Enquanto o Ministério Público Estadual prevê, entre outras coisas, que o engenheiro agrônomo filiado ao Crea-Pr deva diagnosticar e prescrever agrotóxicos para todas as propriedades, o Ministério Público Federal entende que esta função não deve se estender às pequenas propriedades. Embora o Decreto Federal 4.074/02 defina em seus artigos 64 e 66 que um profissional ''legalmente habilitado'' deva diagnosticar na propriedade qual agrotóxico será necessário aplicar, o MPF entende que ''não é atribuição do Crea realizar tal fiscalização''.
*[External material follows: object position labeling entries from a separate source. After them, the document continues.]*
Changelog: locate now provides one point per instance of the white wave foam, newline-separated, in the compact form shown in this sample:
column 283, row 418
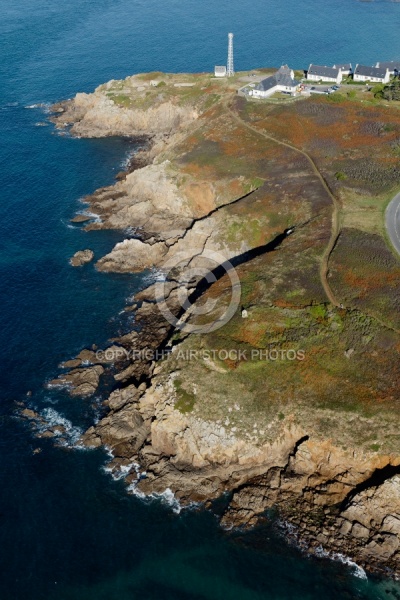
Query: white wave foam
column 357, row 571
column 53, row 418
column 166, row 497
column 95, row 218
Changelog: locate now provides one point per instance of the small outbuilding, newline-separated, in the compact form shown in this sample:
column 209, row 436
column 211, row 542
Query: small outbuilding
column 373, row 74
column 319, row 73
column 220, row 72
column 282, row 81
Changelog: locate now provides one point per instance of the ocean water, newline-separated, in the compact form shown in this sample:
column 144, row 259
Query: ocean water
column 67, row 530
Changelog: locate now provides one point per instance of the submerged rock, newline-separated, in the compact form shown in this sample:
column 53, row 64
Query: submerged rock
column 81, row 258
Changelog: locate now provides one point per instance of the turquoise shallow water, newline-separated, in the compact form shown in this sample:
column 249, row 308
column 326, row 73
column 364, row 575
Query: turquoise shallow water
column 66, row 530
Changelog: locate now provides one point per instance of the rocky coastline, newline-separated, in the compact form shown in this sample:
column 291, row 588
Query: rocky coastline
column 336, row 496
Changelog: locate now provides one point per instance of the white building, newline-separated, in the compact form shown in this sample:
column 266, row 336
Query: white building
column 346, row 68
column 318, row 73
column 220, row 71
column 373, row 74
column 392, row 65
column 282, row 81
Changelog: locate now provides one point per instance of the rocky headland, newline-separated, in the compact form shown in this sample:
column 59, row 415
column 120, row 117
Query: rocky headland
column 293, row 404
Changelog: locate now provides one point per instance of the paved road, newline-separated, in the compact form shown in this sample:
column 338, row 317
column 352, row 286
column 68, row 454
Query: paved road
column 392, row 219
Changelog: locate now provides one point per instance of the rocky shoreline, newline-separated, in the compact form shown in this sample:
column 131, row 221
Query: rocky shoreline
column 341, row 499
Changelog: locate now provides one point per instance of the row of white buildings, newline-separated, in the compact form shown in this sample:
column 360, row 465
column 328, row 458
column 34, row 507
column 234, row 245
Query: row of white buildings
column 284, row 81
column 381, row 73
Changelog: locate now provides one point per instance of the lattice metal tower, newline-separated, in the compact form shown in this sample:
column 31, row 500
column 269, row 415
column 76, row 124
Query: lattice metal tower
column 229, row 69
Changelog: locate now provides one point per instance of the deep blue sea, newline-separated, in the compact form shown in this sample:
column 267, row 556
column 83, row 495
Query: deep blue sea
column 67, row 530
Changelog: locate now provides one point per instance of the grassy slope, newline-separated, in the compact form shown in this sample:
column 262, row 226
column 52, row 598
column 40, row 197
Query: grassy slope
column 346, row 387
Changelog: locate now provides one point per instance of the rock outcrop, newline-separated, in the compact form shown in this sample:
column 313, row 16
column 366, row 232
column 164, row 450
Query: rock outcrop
column 81, row 257
column 344, row 500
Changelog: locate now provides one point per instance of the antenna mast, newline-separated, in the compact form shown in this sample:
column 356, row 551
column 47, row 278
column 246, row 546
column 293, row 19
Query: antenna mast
column 230, row 70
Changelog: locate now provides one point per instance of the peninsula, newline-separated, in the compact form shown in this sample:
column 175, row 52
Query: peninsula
column 293, row 403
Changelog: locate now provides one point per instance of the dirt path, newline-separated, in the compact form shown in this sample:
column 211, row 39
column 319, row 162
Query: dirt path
column 324, row 268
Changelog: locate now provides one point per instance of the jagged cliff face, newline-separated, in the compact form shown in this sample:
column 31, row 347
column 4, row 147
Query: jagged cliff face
column 96, row 115
column 316, row 438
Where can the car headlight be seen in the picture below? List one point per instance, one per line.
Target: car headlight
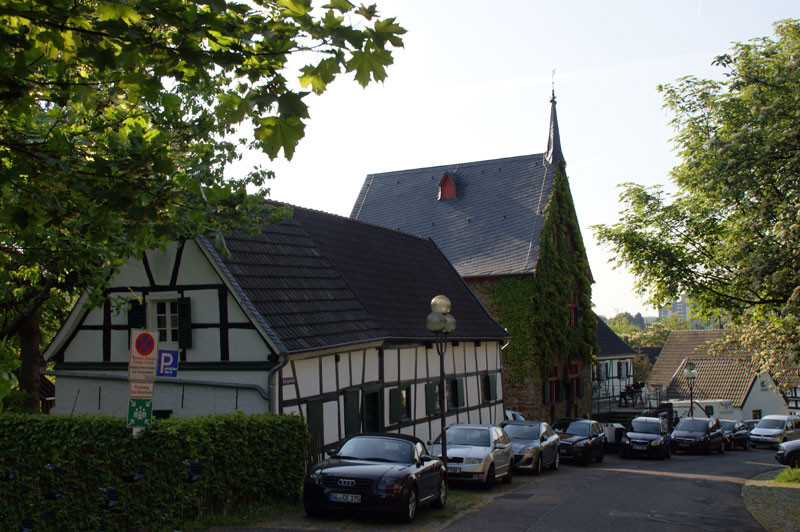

Uma Recomendação Administrativa, número 10 de 2006, do Ministério Público Estadual autoriza a fiscalização em todas as propriedades rurais do Paraná. A recomendação, publicada em 29 de agosto de 2006, cobra do Crea-Pr que os engenheiros agrônomos prescrevam agrotóxicos após vistoria na propriedade.
O MPF entendeu em um Agravo de Instrumento (medida judicial), publicado em 15 de junho de 2005, que ''a exigência do Crea/Pr apenas se mostra proporcional às atividades agrícolas de grande porte''. O MPE, entretanto, não quantifica o que seja uma ''propriedade de grande porte'', apenas diz, em alguns trechos, que propriedades com 1 hectare não precisariam do receituário agronômico assinado por um agrônomo porque praticariam a agricultura de subsistência, só para consumo próprio.
O Crea-Pr apresentou os documentos do MPE e MPF à reportagem, que apurou a veracidade das referidas peças jurídicas no site da Justiça Federal e na declaração do Ministério Público Estadual sobre a existência da recomendação de fiscalização por parte do Crea-Pr. Pela constituição brasileira, o decreto federal se sobrepõe à recomendação do Ministério Público Estadual, portanto, pelos documentos apresentados, o Crea-Pr não poderia multar ou fiscalizar os agricultores. (E.P.F.)